There’s a great analysis by William Conlow of the impact of the Comcast/Time-Warner merger on cable market concentration in Techdirt (h/t to Bud Colligan for the pointer). Using a standard measure of market concentration – the Herfindahl–Hirschman Index (HHI) – the article shows that the result of the merger will be an increase in market concentration in the U.S. as a whole, to the level of a Moderately Concentrated Market. That’s the middle tier of the HHI scale, which is well-explained in the Techdirt piece and in a linked federal department of justice manual on anti-trust assessment.
In California, though, Comcast’s control of Time-Warner and Charter systems would hit the top of the scale – become a Highly Concentrated Market – with a score of more than 5,000 on the HHI. That’s using Comcast’s more conservative numbers, which put its post-merger, post market swap share at just over 70%. Other estimates put the true market control figure at 80%.
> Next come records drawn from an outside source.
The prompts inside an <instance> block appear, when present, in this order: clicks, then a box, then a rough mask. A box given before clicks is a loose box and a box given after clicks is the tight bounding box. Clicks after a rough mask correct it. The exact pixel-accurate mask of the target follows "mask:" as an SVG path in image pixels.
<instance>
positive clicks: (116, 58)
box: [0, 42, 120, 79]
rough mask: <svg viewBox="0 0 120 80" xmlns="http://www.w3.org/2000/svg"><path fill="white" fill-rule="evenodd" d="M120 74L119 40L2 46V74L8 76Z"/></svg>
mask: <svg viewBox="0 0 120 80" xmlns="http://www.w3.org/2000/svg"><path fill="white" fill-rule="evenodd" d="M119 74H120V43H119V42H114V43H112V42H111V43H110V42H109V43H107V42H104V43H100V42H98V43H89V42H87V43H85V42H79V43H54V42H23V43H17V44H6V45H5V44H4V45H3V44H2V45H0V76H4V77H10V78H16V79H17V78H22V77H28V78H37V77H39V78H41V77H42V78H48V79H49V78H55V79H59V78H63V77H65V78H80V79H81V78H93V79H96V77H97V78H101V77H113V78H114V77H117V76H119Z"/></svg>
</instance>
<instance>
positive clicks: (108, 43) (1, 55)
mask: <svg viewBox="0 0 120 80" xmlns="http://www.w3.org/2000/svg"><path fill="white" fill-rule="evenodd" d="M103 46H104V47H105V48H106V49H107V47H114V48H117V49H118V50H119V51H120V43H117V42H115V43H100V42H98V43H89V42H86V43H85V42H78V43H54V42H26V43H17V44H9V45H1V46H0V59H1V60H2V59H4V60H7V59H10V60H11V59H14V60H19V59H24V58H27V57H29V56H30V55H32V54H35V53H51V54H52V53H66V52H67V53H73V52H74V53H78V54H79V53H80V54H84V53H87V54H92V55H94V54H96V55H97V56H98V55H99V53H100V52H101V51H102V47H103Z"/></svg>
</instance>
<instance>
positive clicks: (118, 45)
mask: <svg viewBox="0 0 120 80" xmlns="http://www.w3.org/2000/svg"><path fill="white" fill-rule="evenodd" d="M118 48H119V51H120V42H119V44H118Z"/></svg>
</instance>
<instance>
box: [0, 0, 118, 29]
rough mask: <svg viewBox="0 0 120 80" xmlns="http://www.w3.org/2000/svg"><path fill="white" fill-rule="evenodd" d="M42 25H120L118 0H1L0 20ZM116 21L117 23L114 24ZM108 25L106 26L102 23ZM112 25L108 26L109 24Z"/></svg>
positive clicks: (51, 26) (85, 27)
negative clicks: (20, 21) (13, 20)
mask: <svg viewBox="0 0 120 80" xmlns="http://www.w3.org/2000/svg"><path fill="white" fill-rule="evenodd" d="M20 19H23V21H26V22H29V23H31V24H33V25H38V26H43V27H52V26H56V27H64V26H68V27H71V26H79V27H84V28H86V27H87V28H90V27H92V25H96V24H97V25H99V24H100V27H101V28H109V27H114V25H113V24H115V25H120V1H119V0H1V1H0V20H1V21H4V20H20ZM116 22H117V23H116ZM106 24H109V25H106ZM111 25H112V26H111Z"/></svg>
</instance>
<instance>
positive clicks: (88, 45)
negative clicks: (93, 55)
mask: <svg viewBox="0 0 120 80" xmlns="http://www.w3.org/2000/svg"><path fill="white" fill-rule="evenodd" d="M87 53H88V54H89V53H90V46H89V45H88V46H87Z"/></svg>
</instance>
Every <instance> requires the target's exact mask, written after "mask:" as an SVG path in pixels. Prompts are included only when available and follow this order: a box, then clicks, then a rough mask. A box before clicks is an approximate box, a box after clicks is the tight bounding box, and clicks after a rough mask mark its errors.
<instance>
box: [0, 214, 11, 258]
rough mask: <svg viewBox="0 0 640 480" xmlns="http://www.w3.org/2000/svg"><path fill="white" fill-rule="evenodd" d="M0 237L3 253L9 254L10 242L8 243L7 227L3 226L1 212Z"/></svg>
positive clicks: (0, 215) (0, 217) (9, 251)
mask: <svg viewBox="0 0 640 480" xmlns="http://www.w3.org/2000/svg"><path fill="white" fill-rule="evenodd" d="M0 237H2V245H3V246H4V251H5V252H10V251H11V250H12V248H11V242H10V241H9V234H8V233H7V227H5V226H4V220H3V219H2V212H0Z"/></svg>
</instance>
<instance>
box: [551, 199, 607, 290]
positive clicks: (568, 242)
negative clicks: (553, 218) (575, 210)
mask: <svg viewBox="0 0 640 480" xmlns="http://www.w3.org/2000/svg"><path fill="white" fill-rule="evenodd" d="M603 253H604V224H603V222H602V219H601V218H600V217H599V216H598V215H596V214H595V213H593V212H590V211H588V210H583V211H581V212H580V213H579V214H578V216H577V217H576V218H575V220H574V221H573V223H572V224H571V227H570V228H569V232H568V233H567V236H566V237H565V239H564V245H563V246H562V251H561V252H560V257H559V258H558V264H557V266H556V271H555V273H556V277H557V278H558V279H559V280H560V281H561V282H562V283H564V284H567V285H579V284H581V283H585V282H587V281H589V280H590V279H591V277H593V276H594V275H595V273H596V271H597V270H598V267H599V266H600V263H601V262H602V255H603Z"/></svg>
But call it 5,000. That’s double the 2,500 point threshold for the Highly Concentrated Market category. Right now, with a 40% share of the Californian cable market, Comcast’s HHI is 1,600, just above the Moderately Concentrated Market bar of 1,500 points.
If the transaction is completed, Comcast will go from being merely resistant to market forces in California, to effectively invulnerable to competition. Which impacts broadband cost, availability and quality even more than it does television service: satellite is still an effective and economical alternative to cable TV.
The California Public Utilities Commission should follow the path recommended in comments filed regarding the Comcast merger/swap, and conduct a broad review of the transactions. Giving a company like Comcast, with its track record of smash mouth marketing and political pocket-stuffing, near monopoly control in California would be a disaster.